First quarter of 2022 was a bit of a wild card. For one, the EPS range was the far wider than previous quarters, at $0.1 to $2.36, with a consensus estimate of $1.49. However, the reported earnings of $1.62 beat expectations by nearly 93 percent!

In all, this represents quarterly growth of 7.24 percent despite a quarterly average sales loss of -1.31 percent; and annual growth of 49.59 percent against annual sales growth of more than 26 percent.

Pfizer: A Quick History

Pfizer was originally founded in 1849 by two recently-arrived German immigrants. Charles Pfizer and Charles Erhart were both in their mid-20s when they began this venture.

While it was originally a fine chemicals business based out of a Brooklyn factory Pfizer now develops, manufactures, and sells medicine, vaccines, and other healthcare products. Their primary focus is inflammation & immunology, internal medicine, oncology, rare diseases, and vaccines.

Their first product was a more palatable anti-parasitic medicine designed to taste like toffee. This brought together Pfizer's experience as a chemist and Erhart's skills in confectionary. The drug was a big success, establishing a path for what has become one of the biggest drug companies in the world.

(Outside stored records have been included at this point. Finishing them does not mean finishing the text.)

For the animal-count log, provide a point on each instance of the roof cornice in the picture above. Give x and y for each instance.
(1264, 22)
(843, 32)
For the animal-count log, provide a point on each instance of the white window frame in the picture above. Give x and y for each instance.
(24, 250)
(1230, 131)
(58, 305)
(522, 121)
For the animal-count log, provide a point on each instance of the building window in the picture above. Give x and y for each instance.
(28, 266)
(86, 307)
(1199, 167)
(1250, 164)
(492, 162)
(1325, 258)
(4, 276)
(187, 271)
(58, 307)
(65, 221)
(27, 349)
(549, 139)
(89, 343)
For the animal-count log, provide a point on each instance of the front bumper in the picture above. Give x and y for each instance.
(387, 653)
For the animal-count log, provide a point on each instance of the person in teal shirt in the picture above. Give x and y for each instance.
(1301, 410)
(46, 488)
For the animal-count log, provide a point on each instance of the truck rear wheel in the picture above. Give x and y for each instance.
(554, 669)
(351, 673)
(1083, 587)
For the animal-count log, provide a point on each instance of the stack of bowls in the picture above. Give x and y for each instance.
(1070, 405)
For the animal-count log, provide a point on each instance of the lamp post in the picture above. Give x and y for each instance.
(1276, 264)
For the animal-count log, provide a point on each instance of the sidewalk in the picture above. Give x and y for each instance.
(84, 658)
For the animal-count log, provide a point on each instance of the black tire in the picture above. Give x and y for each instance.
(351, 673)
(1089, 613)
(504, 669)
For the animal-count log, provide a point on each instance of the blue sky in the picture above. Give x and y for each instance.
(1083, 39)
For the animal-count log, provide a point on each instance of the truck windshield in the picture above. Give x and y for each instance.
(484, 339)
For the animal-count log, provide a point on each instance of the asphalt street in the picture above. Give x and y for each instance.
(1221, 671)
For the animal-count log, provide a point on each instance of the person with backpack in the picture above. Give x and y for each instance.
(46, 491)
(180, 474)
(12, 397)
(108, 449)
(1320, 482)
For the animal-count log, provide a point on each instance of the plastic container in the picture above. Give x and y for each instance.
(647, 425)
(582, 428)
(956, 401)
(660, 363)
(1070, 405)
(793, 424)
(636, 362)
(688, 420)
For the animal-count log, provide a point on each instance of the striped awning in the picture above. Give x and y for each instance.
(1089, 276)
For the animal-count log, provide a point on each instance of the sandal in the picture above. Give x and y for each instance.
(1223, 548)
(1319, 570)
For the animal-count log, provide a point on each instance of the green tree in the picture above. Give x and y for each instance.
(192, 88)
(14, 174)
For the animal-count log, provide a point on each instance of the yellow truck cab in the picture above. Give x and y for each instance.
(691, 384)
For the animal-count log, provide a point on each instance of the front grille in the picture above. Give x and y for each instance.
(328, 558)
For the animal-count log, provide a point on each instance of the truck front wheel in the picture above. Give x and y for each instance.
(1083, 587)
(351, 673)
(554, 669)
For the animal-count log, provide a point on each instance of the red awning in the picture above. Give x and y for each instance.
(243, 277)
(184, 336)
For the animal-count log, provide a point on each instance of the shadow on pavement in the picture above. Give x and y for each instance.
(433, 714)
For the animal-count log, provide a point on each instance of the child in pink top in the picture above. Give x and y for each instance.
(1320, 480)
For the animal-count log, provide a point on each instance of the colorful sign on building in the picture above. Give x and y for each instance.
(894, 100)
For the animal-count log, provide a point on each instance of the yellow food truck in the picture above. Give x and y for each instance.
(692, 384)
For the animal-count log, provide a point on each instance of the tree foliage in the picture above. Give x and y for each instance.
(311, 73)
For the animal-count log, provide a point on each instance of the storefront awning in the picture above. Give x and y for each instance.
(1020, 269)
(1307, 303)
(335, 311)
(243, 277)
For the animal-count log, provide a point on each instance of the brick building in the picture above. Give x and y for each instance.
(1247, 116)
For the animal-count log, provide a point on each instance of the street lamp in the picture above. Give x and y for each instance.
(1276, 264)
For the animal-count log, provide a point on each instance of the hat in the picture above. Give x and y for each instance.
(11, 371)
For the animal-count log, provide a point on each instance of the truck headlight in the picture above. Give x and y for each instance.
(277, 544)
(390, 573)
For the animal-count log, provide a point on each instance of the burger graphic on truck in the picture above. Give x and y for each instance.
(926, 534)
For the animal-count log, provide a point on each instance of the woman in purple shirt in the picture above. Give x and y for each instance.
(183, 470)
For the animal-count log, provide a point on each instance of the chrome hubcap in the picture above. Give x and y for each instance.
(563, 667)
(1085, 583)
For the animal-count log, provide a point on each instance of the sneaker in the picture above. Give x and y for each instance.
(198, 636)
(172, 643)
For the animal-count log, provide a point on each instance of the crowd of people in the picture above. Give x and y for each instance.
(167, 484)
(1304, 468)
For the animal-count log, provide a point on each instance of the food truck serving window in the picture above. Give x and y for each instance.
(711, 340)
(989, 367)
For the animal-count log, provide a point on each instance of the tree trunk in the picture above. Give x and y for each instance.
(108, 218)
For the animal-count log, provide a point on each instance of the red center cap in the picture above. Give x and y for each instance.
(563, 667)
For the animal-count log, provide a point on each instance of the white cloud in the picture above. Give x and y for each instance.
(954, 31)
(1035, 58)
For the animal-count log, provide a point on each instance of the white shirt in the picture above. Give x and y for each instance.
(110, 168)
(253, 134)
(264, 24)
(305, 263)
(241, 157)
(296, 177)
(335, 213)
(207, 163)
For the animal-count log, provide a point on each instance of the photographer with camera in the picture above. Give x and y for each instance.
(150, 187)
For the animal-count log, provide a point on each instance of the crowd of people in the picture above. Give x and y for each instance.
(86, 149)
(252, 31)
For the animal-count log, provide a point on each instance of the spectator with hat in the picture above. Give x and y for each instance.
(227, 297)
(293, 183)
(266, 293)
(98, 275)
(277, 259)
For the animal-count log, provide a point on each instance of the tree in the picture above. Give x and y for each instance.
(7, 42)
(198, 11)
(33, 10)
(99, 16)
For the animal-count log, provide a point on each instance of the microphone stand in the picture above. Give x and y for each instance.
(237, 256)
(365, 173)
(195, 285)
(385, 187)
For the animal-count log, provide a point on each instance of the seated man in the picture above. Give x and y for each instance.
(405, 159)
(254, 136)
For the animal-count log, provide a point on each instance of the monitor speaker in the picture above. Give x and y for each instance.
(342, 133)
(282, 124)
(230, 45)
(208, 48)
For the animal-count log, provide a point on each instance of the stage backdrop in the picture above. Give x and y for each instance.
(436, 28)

This success survived several war efforts. In 1862, for example, when the civil war broke out in America, antiseptics and painkillers were suddenly in high demand. Within the next five years or so, Pfizer had already doubled their pre-war revenues; and they expanded their product line.

Following the war, Pfizer continued to focus on building not only their burgeoning drug business but also industrial chemicals. For one, they produced the citric acid used in the emerging soft drinks industry. For many years after, citric aci was their mainstay product.

The company continued to explore other food-related additives and drugs for the next several decades until they made a notable transition to antibiotics. Thus began Pfizer's modern era, as the pharmaceutical company we know today.